Every Christmas I get a card from my Grade 1 teacher, Sr Carmel - or Mary, as she prefers now. I had the most magical introduction to schooling under her care. Our classroom was a house on the same block as the other school buildings. We had our desks in the loungeroom and used the toilet in the bathroom. Art activities took place on the front verandah and the sink nearby was handy for washing off brushes. In the afternoon, we would gather on the side verandah and she would read from Gulliver's Travels. Our desks were in the lounge room with a blackboard on one wall. At Easter, she dressed herself in a large rabbit costume and hopped by our desks - or could I have imagined that?! I do know the Easter baskets we'd so carefully constructed were filled with tiny chocolate eggs to take home at the end of that term. On our birthdays we knew we'd find a gift in our desks - a set of rosary beads or a holy card. Back then we still bought stamps for 1 cent 'for the missions' and the stamps had cartoon pictures of the children we thought we were saving.

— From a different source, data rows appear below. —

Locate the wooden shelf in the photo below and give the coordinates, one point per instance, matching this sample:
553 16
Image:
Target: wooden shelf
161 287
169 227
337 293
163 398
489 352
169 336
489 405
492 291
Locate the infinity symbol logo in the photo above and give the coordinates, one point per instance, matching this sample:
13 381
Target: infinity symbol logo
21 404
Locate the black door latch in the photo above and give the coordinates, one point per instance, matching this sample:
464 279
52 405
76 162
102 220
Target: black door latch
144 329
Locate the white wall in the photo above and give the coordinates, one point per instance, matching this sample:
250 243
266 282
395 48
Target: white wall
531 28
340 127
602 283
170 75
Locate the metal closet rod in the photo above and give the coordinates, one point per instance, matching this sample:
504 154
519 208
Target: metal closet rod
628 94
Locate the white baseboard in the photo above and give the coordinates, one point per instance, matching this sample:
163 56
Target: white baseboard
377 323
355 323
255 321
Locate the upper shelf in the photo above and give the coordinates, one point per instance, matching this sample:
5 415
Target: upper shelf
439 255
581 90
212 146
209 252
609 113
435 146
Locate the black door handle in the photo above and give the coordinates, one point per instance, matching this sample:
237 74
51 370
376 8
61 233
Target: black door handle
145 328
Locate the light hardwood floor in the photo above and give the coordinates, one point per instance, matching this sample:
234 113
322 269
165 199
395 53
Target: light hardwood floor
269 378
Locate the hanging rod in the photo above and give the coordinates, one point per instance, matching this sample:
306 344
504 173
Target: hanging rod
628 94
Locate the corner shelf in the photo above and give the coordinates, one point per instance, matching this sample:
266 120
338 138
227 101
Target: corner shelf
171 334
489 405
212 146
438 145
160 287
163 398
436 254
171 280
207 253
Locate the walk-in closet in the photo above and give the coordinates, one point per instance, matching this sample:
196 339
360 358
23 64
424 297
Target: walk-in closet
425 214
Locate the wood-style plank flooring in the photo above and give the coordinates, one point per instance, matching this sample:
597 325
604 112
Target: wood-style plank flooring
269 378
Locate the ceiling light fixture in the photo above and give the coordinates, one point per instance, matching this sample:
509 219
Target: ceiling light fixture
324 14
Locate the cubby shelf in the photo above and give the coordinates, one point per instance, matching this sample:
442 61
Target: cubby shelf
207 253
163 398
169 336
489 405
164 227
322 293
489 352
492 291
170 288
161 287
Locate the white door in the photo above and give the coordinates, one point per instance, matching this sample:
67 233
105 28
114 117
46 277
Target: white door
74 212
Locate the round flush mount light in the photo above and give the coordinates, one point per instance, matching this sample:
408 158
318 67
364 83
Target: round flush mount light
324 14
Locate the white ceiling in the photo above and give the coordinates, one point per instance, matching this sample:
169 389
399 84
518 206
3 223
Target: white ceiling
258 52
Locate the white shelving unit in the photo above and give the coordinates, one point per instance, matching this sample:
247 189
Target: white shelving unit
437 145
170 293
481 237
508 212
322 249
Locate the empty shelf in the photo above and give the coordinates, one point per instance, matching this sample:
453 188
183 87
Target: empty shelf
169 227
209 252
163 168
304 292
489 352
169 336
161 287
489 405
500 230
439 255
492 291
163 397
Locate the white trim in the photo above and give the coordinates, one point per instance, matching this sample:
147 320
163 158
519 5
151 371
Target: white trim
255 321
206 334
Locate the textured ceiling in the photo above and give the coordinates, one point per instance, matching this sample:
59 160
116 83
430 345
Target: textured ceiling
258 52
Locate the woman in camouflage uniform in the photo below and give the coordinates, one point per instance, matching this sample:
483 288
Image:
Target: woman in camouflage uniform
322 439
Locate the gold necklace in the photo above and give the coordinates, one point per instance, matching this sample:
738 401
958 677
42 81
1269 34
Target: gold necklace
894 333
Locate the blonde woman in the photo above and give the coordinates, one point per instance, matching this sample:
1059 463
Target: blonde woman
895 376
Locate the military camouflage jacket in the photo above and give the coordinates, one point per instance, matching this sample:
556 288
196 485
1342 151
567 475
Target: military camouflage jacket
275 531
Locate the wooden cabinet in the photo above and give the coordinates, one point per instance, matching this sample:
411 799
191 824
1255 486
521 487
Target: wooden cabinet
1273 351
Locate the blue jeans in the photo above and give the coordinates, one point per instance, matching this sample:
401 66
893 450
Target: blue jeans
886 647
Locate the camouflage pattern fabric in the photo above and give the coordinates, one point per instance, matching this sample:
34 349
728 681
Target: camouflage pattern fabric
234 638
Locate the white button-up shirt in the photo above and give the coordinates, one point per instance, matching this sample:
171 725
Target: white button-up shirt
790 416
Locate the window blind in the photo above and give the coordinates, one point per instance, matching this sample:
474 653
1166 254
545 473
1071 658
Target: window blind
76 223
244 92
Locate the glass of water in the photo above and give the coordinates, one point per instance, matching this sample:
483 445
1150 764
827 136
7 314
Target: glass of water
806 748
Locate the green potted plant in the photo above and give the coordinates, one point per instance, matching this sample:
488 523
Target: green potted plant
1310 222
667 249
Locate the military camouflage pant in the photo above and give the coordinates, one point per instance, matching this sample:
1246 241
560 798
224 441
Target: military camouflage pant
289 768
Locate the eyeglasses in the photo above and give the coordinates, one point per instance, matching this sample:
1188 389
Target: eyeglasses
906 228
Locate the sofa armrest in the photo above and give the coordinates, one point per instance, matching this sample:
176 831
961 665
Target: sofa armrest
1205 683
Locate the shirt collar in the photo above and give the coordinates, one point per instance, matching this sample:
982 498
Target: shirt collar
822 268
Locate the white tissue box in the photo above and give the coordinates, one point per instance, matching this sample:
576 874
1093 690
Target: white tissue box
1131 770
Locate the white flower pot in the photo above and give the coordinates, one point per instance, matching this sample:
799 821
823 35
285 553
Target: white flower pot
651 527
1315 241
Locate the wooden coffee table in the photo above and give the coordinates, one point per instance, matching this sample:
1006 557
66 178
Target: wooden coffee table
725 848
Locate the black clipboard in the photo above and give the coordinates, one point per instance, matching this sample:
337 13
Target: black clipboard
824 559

She was gentle and kind but would not put up with any rubbish from anyone and I remember once being sent up from the playground to fetch the black belt that hung behind one of the doors. I can't remember seeing her use it, perhaps she just threatened punishment. I behaved very well from the start of school as my older brothers had told me too many stories about getting the 'strap' . It was true that boys in Grade 4 could still be sent to get 'the cane' from the Principal and that at the all boys' school, the short, thick, leather strap did come down hard on the hands of boys who 'crossed the line'.
At the end of the year we put on the Nativity play for our parents. I was incredibly jealous of the classmate who was cast as Mary, purely because she had a new baby brother who could play Jesus. I did not even make the main cast, instead an extra 'visitor' to see the baby, dressed in our pyjamas and holding our favourite toy. I brought in a plastic dolly peg baby toy that had a squeaker in it. The plate I held on to for so long was decorated with a picture of Mary holding the baby Jesus and balloons, for his birthday. I was very sad to see the end of the year and to leave the lovely house that had been such a secure and happy place.
Sr Carmel (Mary) came to my wedding and comes to my home in the form of a Christmas card each year. This year it came with a crocheted tea towel that hangs perfectly from my oven door handle. Keep those cards coming for a few years yet, I'm not ready to let them go.